Shadin saw his circumcision as meaningless — not only was he not interested in Judaism (he remains a staunch atheist), but he felt that as a cultural practice, it was outdated. “Maybe back when the water was filled with dirt and bacteria, there might be an argument for circumcision,” he says. “But now, that’s certainly not the case. Parents can look after their kids and make sure they get the right medicine and shots. They don’t need to have their dicks chopped off to avoid that.”
As such, Shadin decided to become an “Intactivist,” a movement of men campaigning against circumcision that’s existed for decades. In Israel, Intactivists have protested outside of synagogues as well as the Knesset. Meanwhile, groups like Beyond the Bris, Gonnen and the Israeli Organization Against Genital Mutilation have been established to campaign against young Jewish males being circumcised — both in Israel and in Western countries with large Jewish populations.

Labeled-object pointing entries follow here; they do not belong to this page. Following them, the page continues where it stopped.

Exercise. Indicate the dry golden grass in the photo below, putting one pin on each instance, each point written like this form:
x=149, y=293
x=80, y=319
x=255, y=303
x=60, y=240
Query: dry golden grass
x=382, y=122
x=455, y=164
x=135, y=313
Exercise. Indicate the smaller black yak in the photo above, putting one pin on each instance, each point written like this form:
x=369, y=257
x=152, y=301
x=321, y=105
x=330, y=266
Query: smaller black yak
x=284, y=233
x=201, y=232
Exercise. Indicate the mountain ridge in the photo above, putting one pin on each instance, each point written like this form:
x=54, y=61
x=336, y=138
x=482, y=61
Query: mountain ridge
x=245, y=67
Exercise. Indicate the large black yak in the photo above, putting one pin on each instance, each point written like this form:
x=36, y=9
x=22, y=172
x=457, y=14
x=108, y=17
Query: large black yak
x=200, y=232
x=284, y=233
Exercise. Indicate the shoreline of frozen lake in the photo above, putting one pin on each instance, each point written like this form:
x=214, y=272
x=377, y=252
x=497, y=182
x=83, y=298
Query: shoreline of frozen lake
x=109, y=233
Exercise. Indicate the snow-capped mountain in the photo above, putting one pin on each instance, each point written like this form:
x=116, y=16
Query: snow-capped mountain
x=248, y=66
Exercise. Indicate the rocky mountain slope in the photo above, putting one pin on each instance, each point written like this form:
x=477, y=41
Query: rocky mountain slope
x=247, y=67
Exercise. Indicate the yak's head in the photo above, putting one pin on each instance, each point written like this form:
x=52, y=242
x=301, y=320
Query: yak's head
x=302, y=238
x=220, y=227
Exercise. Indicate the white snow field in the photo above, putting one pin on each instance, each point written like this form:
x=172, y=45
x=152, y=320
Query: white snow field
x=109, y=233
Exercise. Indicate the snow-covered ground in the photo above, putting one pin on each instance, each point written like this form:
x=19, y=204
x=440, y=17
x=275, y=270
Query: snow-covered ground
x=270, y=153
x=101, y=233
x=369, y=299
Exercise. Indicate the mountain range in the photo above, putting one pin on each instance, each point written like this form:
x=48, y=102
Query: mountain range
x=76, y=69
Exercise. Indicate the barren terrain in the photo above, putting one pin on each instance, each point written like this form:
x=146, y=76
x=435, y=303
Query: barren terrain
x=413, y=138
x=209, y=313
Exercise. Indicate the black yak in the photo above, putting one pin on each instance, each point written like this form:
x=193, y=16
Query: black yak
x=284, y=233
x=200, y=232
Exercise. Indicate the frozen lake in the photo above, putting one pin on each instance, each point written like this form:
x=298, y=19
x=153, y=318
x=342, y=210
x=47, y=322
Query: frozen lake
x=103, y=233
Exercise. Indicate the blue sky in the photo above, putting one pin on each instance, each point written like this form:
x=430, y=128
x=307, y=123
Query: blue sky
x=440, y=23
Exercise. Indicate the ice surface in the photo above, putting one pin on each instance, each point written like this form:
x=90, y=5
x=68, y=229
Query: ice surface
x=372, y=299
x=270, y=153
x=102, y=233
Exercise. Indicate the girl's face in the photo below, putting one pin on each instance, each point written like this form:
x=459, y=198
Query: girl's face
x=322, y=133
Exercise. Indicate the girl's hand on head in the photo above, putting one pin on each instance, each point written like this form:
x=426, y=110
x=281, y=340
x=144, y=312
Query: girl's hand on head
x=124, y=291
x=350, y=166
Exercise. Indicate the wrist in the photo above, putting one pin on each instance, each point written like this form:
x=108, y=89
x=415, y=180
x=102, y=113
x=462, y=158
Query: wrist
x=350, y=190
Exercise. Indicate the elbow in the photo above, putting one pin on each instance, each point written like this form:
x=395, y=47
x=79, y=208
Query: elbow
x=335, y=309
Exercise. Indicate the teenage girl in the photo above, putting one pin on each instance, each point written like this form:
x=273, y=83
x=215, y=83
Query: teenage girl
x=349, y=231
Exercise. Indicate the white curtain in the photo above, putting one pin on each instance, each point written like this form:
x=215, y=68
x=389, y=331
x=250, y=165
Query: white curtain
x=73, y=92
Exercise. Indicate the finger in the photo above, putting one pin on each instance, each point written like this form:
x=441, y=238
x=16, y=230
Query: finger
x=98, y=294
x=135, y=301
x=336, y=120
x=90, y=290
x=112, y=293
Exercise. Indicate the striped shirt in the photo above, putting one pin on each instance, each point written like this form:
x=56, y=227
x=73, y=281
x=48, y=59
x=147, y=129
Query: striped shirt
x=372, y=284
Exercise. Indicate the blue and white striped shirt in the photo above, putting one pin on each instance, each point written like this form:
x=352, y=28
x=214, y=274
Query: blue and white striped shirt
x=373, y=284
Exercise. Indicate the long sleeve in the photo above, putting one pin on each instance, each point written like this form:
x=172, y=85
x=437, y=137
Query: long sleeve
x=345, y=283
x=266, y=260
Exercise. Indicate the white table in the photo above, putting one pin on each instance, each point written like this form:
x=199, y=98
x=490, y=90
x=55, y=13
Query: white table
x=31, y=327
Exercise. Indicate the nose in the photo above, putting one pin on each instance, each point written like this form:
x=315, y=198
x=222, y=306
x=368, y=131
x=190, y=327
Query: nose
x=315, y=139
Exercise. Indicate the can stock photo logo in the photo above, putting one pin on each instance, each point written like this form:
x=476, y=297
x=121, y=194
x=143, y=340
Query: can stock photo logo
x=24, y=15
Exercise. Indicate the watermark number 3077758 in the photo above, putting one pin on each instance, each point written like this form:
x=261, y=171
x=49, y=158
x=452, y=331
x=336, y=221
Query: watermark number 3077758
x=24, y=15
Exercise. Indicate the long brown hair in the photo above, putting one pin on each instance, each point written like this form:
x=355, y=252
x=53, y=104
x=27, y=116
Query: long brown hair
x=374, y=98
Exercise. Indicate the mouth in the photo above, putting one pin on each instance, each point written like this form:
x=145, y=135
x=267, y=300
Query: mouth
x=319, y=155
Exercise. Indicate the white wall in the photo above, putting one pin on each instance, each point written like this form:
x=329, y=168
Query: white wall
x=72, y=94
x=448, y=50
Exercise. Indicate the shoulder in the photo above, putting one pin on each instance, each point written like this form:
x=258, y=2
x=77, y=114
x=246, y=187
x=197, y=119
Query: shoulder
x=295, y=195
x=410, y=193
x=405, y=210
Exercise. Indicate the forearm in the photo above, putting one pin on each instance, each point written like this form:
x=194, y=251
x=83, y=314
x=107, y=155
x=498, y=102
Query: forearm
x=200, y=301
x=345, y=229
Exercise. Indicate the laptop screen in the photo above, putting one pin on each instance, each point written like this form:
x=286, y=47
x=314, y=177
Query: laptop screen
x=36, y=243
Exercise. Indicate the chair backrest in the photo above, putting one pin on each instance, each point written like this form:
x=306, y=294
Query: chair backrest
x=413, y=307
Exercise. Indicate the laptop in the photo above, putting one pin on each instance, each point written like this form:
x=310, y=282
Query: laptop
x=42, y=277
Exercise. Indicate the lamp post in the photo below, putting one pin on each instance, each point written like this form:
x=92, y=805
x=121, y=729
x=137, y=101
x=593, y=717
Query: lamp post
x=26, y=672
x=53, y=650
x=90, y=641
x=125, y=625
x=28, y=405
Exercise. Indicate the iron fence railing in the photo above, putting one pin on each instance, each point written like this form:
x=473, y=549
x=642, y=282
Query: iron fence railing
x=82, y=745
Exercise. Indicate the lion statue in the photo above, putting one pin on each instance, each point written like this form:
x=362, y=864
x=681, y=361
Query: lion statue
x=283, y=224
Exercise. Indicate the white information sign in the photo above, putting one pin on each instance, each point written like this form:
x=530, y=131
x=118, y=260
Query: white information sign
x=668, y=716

Shadin is an active member and former admin for the Facebook group Intactivists: Stop Circumcisions, a group that has more than 3,500 members, including members from Jewish and Muslim backgrounds. Besides acting as a space for its members to “come to terms over what happened to them,” the group will often talk about different methods of foreskin restoration, especially for men without much money as a result of “being disowned by their families and communities.” “A lot of these methods come from Google, or YouTube videos,” Shadin continues. “So things like tugging, a technique that involves stretching the skin of a penis repeatedly until it imitates a foreskin, which is a popular method lots of guys who want to regrow their foreskin do.”
He adds that more often than not, it’s this part of the group that’s the “most difficult to manage,” as there’s a risk that dangerous products are being sold cheaply to guys desperate for their foreskin to grow back. One of the biggest dangers, he says, are products that can “damage sensitive areas in and around top of the penis” with the biggest risk being human papilloma virus (HPV), which can infect the body quickly and lead to cervical and penile cancer.
There isn’t an exact number of how many Muslim or Jewish men are trying to get their foreskin back. None of the clinics I spoke with were willing to disclose personal information of their clients, while others didn’t keep records of their clients’ religious backgrounds. Nor were foreskin restoration communities willing to disclose the composition of their memberships. Admins from Muslims Against the Circumcision of Children, which has more than 1,000 members, says that the number is growing, though. “This isn’t just ex-Muslims,” an admin writes over Facebook messenger. “It’s a bigger movement of practicing Muslims, too. Nowhere in the Quran does it say you have to be circumcised. We want to say that not being circumcised doesn’t make you a non-Muslim.”
It’s been a little more than six months since Amar had his foreskin restoration operation, an expensive procedure that took a month and involved adding new layers of skin onto his penis. “It pretty much made me broke,” Amar laughs. “It was worth it though.” He says that he feels like a new man — both physically (“I can feel things that are new and great, things that I never expected!”) and mentally (“I don’t think about my past self anymore, or how conflicted I was about being a Muslim without knowing why”).
But Amar knows he can’t get away from his Muslim past entirely. His childhood home is covered in paintings depicting verses of the Quran, and his father still watches countless hours of Islamic TV from Saudi Arabia. And while his parents don’t know about his operation, they definitely know the new him. “I can build a relationship with my family as me, not pretending to be anyone else,” he says. “I can be true to myself.”